Enfin, il est fréquent que l'équipement personnel du « geek » soit nettement plus moderne que celui dont il dispose dans l'entreprise, et qu'il trouve dans ses communautés des applications qui complètent, voire surclassent, les logiciels maison.

Rien d'étonnant, donc, à ce que 95 % des salariés dans le domaine des TIC utilisent des appareils ou des logiciels personnels qu'ils introduisent dans le système d'information de leur entreprise sans l'accord du DSI[2].

Un pas de plus vers l'entreprise 2.0

Le débat sur ce que les Américains appellent le BYOD (Bring Your Own Device, Apportez votre propre matériel) s'étend donc rapidement. Aux Etats-Unis, la moitié des entreprises de Fortune 500[3] travaillent à la mise au point de solutions aux problèmes posés par la prise en charge de l'iPad dans leur périmètre informatique. Il faut éviter la saturation des réseaux Wi-Fi et les interférences entre communications, optimiser les performances de systèmes de plus en plus hétérogènes, régler la question du coût de l'aide technique aux utilisateurs, etc.
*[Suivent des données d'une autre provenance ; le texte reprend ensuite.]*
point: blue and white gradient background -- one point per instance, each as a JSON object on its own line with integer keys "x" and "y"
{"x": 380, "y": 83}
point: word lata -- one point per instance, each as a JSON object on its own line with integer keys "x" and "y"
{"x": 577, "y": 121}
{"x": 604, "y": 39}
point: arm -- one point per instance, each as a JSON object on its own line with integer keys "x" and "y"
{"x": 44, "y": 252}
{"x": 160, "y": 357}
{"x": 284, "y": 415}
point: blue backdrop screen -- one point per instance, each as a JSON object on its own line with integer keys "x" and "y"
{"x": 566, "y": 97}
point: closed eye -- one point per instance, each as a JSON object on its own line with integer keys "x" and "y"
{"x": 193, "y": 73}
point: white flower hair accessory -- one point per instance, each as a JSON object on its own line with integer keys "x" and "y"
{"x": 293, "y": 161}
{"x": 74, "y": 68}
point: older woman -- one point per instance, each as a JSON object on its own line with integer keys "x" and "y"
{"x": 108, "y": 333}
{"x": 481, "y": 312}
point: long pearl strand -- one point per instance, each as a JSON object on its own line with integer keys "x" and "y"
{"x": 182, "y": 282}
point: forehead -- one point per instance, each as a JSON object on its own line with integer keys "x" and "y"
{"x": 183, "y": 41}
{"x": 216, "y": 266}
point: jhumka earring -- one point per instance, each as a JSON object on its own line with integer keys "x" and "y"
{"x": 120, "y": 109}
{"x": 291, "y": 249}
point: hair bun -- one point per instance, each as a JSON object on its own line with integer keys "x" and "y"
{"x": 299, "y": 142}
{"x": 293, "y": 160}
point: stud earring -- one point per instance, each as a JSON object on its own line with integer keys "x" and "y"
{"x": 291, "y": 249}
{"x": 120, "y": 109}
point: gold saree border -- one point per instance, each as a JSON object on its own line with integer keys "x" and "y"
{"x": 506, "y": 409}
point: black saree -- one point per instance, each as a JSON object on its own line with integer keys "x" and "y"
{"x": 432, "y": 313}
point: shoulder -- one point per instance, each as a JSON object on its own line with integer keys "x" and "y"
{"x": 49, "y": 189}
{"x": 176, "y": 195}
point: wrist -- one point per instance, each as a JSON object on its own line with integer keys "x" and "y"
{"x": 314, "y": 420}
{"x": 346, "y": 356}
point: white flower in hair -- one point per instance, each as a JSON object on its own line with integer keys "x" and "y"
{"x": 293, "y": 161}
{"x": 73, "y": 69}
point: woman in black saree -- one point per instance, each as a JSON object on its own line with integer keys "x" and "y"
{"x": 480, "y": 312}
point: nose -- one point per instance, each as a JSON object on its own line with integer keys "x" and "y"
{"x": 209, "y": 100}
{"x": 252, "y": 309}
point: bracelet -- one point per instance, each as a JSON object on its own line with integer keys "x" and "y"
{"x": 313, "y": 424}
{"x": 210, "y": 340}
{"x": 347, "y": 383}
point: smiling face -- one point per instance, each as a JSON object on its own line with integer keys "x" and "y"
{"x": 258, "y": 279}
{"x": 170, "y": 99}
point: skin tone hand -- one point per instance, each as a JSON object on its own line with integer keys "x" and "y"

L'enjeu est important : l'entreprise de demain aura très probablement un service informatique allégé, et en tout cas différent de ce qu'il est actuellement. Chaque salarié y recevra un budget pour acheter le matériel de son choix, avec lequel il accèdera aussi bien aux logiciels et données professionnelles placés dans des espaces loués par l'entreprise « in the cloud » qu'à ses données personnelles stockées elles aussi à distance chez Dropbox ou tout autre fournisseur grand public. Ce type de fonctionnement, qui existe déjà dans des organisations pas trop sensibles aux questions de sécurité des données, aura des conséquences profondes sur l'organisation. Un sujet de réflexion de plus pour tous ceux qui construisent l'entreprise 2.0.

Marc Mousli
 Notes
  • (1) Progiciel de gestion intégré. En anglais, ERP, Enterprise Resource Planning
  • (2) Selon une étude récente d'IDC pour Unisys : « Consumerization of IT: 95% of Information Workers Use Self-Purchased Technology for Work ».
  • (3) Classement des 500 plus grandes entreprises américaines, régulièrement publié par le mensuel économique Fortune.